Genel olarak Doğuş Çocuk Senfoni Orkestrası’nı değerlendirirsen?
Hasan G.Y.: Çok iyi çaldık. Özellikle Sir Edward Elgar’ın “Pomp and Circumstance” isimli marşını…
Zaten kraliçe ve prens de çok etkilenmiş…
Hasan G.Y.: Hem de çok kısa sürede çıkardık eseri. Normalde repertuvarımızda yoktu. İngilizlerin çok sevdikleri ve coştukları bir parça olduğundan kraliçeye jest yapmak amacıyla sonradan repertuvara eklendi.
Konser öncesi yeni bir kemanın olmuş ama kırılmış; konserde başka bir kemanla çalmışsın…
Hasan G.Y.: Eskişehir’de Anadolu Üniversitesi Senfoni Orkestrası ile verdiğimiz 23 Nisan konserinin provasında tam eserin sonuna yaklaşmıştık ki, şef eliyle kemanın salyangozuna çarptı, keman uçtu. Hayatımın en şok verici anıydı.
İyi bir keman mıydı?
Hasan G.Y.: Yaklaşık 100-150 yıl önce yapılmış değerli bir keman. 15 bin avro değerinde. Özel olarak Amerika’dan getirildi. Doğuş Grubu’nun bana hediyesiydi. Kırıldığına çok üzüldüm ama tamir edilebilecek.
Peki kraliçeye hangi kemanla çaldın?
Hasan G.Y.: Besteci Hasan Tura’nın kemanıyla.
Senin için zor oldu mu başka birinin kemanıyla çalmak?
Hasan G.Y.: Aslında kendi kemanından sonra başka bir kemana uyum sağlamak zor. Ama Hasan Tura’nınki iyi bir kemandı, alışmam zor olmadı.
Kendi kemanınla daha mı başka olurdu?
Hasan G.Y.: Tabii ki; çok fark ederdi.
Doğuş Çocuk Senfoni Orkestrası’nın başkemancısısın.

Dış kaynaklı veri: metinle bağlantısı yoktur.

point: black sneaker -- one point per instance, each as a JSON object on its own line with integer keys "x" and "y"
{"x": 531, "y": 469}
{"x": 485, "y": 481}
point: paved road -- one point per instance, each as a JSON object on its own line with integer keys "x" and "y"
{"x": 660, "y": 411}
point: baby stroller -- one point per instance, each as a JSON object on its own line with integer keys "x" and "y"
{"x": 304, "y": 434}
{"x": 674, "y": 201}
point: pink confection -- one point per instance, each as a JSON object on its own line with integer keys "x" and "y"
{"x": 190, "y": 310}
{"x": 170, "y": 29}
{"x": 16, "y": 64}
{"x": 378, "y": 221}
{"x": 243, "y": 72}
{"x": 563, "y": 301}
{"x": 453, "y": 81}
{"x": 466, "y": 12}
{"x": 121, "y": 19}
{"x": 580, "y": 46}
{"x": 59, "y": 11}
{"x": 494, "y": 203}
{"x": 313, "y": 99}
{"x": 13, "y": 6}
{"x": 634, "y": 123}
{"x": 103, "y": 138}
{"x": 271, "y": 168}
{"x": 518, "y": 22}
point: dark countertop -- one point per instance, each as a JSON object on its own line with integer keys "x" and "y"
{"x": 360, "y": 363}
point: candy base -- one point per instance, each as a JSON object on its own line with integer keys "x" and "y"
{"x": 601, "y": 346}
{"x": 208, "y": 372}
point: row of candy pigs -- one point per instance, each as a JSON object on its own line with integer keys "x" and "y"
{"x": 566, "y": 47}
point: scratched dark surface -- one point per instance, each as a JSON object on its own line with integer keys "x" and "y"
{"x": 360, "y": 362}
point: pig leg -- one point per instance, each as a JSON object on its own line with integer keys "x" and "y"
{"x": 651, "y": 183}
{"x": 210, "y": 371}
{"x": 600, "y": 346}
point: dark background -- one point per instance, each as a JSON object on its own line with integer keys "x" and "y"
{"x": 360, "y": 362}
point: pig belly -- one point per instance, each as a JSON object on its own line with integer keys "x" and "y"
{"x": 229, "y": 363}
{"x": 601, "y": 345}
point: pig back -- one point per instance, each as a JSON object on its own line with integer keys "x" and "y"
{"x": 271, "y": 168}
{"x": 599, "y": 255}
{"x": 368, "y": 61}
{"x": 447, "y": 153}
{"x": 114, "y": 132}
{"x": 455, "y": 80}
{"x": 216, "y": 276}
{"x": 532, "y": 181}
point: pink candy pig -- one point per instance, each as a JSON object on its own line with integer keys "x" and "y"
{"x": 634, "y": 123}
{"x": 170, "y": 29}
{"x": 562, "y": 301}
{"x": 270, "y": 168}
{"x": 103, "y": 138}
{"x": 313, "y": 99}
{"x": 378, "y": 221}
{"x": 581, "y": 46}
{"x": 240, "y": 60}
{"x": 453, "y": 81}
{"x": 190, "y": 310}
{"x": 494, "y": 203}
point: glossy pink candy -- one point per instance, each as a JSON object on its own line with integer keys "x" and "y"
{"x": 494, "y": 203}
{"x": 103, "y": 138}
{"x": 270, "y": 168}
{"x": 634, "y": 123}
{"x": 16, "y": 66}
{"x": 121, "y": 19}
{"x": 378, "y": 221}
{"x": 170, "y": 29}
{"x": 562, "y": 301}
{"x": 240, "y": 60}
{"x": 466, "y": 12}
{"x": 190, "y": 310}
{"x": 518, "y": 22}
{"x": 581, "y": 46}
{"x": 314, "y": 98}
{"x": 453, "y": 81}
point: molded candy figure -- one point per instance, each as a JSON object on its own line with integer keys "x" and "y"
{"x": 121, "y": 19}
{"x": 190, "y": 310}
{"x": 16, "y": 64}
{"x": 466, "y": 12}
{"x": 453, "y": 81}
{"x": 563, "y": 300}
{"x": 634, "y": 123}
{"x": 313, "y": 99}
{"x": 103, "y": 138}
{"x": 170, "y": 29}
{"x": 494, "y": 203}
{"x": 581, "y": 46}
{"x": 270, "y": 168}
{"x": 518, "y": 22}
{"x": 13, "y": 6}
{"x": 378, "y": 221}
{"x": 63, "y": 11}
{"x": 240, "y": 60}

Bu önemli görevin ağır bir sorumluluğu olmalı.
Hasan G.Y.: Doğru. Başkemancılık büyük bir sorumluluk gerektiriyor. Her an iyi ve hatasız olmalısınız. Çünkü diğer orkestra elemanları sizi takip ediyor; aynı zamanda da şefi… Orkestranın tek kişi çalıyormuş gibi çalması lazım. Yani orkestra düzeni ve çalışma tekniğinden de sorumludur başkemancı.
“Bize destek olunmalı, daha iyi ortamlarda eğitim görmemize yardım edilmeli”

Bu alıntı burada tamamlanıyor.